Kimono Classes – early research drawings

I have been researching a new course to run at Heart Space Studios for the autumn and winter months – making a kimono, well a shortened version of one really – more of a jacket but using several techniques found in traditional kimono. Many years ago, I visited Japan on a Royal Society of Arts bursary to study kimono design; my way of seeing the world was never quite the same again and my textiles changed radically. I adapted several of the dyeing, stencilling and embroidery techniques for my own work but I never made an actual kimono.

my freshly made bed

From the start of my stay, with a Japanese family of  Atsuko and Sumio Morimoto  in Osaka, I was aware of the wealth and variety of textiles everywhere. I was lucky to live with this family as Atsuko’s mother, Fusako Kubo, was the historian of the Japanese royal family’s costume collection. I decided to keep a day book, drawing whatever was interesting and novel – so the first night I drew my bed, after I had been instructed how to make up my futon  – which by day lived in a cupboard behind shoji screens in my room. However, looking now through the sketch book, which became the main reference source for my subsequent embroidery, screen print and drawing exhibition, A View of Japan, at the Francis Kyle Galley in London, I seem to be obsessed by the food.

Everywhere, everything I was ever served to eat was a visual delight, which more than made up for the fact that I first found the food bland and boring to eat; everything looked so -well – Japanese!

I eventually got to like some of the food, particularly the lunch boxes of Sushi…now a regular food everywhere – but in 1981 I had never seen a roll of rice and fish and seaweed before.

When my Japanese family saw my drawing they thought I could write and therefor speak Japanese, and when later that evening I drew the recipe for Tempura, they were sure I was fooling them with my non existent Japanese vocabulary… I began to see the difference of the Western style of drawing and the Eastern ways of seeing and recording.

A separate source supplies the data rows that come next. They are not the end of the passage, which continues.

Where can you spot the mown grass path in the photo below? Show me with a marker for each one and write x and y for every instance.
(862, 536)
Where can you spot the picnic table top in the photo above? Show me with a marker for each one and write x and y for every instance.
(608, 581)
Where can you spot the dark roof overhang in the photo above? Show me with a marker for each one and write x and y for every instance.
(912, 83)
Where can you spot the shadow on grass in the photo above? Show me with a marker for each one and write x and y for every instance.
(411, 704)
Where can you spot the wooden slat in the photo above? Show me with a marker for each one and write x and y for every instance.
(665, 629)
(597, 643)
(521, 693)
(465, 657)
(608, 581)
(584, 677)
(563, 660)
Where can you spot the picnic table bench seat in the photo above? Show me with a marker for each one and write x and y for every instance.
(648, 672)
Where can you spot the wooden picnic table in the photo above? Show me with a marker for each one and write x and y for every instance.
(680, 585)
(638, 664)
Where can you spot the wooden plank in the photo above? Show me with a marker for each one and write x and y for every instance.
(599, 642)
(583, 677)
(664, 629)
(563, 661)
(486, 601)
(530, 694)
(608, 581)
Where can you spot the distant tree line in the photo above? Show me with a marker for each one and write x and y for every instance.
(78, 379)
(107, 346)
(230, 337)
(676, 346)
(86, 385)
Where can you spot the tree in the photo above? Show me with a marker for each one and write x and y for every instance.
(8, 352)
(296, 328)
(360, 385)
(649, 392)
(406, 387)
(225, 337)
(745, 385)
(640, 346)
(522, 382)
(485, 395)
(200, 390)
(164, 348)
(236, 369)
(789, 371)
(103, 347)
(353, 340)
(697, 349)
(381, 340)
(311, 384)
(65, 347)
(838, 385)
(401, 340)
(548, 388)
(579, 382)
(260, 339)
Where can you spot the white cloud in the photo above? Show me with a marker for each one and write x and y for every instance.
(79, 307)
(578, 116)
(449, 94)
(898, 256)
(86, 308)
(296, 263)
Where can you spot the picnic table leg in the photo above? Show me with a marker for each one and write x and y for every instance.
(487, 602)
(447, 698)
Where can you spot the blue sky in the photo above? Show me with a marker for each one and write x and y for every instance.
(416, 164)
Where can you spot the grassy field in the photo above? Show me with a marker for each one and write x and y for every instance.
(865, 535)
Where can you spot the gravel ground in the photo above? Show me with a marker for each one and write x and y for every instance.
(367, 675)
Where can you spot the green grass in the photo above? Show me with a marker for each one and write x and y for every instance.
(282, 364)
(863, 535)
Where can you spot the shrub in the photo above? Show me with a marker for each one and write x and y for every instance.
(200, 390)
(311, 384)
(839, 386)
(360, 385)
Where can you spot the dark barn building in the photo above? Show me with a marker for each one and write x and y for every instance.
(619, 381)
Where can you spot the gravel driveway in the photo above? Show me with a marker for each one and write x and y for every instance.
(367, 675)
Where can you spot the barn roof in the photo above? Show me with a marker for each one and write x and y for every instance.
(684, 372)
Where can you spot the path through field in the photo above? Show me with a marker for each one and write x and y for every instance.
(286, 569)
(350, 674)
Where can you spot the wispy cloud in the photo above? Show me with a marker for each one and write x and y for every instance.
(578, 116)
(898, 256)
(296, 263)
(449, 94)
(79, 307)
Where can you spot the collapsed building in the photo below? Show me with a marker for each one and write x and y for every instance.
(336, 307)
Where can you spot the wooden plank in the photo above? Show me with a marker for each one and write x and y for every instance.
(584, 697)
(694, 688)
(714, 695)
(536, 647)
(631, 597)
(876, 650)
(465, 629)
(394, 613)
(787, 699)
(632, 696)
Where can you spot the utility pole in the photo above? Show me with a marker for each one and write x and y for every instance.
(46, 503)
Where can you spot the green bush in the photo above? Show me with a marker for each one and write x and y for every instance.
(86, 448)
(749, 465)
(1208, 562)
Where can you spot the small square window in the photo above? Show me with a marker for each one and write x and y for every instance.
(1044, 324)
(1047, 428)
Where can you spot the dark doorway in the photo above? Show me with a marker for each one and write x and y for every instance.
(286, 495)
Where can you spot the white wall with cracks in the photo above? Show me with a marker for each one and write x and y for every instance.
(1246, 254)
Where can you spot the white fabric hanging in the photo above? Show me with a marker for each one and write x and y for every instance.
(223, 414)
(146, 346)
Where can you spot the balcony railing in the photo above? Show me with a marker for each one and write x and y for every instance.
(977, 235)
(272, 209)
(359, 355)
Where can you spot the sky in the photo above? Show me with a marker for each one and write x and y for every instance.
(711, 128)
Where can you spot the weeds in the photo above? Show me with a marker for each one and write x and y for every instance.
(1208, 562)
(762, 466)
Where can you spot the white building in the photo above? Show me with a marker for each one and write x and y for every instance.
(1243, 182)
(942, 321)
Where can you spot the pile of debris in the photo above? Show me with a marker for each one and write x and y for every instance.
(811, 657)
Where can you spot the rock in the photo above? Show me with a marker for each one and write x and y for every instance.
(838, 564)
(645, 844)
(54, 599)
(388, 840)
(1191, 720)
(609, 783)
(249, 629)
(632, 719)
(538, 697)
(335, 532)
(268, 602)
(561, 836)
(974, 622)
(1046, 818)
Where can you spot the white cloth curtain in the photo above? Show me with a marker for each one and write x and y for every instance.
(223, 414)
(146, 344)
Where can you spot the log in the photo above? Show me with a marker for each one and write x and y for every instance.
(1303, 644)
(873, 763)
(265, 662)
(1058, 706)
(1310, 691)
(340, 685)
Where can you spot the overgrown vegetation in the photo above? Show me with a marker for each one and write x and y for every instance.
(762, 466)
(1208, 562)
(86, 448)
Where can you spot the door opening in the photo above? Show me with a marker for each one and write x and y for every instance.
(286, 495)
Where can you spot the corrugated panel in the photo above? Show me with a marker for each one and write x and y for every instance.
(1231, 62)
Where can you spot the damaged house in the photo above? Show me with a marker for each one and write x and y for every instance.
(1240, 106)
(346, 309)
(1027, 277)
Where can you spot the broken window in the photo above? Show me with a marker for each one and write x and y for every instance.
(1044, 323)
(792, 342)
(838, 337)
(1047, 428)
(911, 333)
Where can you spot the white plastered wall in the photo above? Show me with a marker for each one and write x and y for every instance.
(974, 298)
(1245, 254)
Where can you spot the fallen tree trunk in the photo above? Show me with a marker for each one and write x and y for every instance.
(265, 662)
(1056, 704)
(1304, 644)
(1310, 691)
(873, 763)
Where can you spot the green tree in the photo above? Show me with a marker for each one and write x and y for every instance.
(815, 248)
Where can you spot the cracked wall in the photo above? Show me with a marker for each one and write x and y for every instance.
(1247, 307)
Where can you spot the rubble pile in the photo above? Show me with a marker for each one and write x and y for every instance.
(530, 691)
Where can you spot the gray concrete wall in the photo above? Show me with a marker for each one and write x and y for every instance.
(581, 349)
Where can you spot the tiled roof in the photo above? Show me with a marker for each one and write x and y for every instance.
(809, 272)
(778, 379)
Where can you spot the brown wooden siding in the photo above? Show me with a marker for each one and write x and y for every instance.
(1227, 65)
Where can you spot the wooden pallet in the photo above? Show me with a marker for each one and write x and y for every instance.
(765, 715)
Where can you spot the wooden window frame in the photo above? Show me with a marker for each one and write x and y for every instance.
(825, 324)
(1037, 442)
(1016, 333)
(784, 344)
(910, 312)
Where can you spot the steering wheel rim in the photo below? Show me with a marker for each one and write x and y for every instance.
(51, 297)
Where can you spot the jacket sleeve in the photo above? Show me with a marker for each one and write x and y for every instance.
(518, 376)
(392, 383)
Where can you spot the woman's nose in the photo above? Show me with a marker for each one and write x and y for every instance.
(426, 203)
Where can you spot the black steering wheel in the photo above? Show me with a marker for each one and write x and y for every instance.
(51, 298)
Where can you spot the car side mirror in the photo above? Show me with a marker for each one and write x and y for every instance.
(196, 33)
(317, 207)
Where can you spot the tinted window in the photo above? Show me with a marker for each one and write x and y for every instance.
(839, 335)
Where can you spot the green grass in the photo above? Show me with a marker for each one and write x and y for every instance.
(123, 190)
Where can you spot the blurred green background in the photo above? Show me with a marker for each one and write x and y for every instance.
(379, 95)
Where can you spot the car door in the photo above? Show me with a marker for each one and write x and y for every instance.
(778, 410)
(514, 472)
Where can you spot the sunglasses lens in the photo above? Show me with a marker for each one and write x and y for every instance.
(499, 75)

They simply could not understand that I could perfectly copy the label for the leeks and not be able to read it. And when I drew their daughter Kyoko asleep under the table and it LOOKED just like her, they thought I was an artistic genius. I tried to explain the difference between the Western art education – educating the individual to draw directly from life as opposed to the traditional Eastern way,  learn from a master the key symbols for each item and emotion……

Kyoko asleep under the heated table

And that is when the bartering started, wherever I went I drew a picture of the people I visited, they gave me something or even better demonstrated a technique for me – I went to Kyoto almost daily to study traditional textiles, meeting with designers, weavers, spinners, embroiderers of kimono, I swapped these stencils for a drawing of the artist who cut and made them.

The only rustic ( and now the most fashionable) fabrics I saw and recorded, so unusual were they, are these dolls in a museum, dressed in shibori patterned rustic clothes of the 19th century.

rustic dressed dolls from a museum

So looking thought the day book now I am intrigued by what I  eventually did make with all this information. I will try to show some of the results in further blogs, but right now I think that the visual mind has a strange way of making connections between disparate stimuli, because I made work for a patchwork book from this study trip….

and now some 30 years later I am eventually giving classes in making kimono.

3 thoughts on “Kimono Classes – early research drawings

  1. I so enjoyed reading about your Japanese experience. It must have seemed so strange because when I went there a few years ago I had met lots of Japanese here in Wales and though strange it wasn’t so alien. I loved it! Easily the most interesting foreign country. I enjoyed the food but wasn’t sure what I was eating! I would love to return but the long journey daunts me. Lovely to keep up with you Janet!

    1. Hi Mary,
      well I became fascinated myself by my old work book which I haven’t used for a few years – and even though I now take for granted the ways of working developed from the experience I am revisiting it for new reasons, which goes to prove my long held belief that it is worth while to make in-depth and personal research and not rely on just photographs – of which I have scads from this one journey.

      I am looking forward to digging out the old images from the Francis Kyle Gallery exhibiition, they are on large format sides……wish me luck with the scanner,
      yours, Janet

      ps come and view new premises and see at first hand my return to stitching.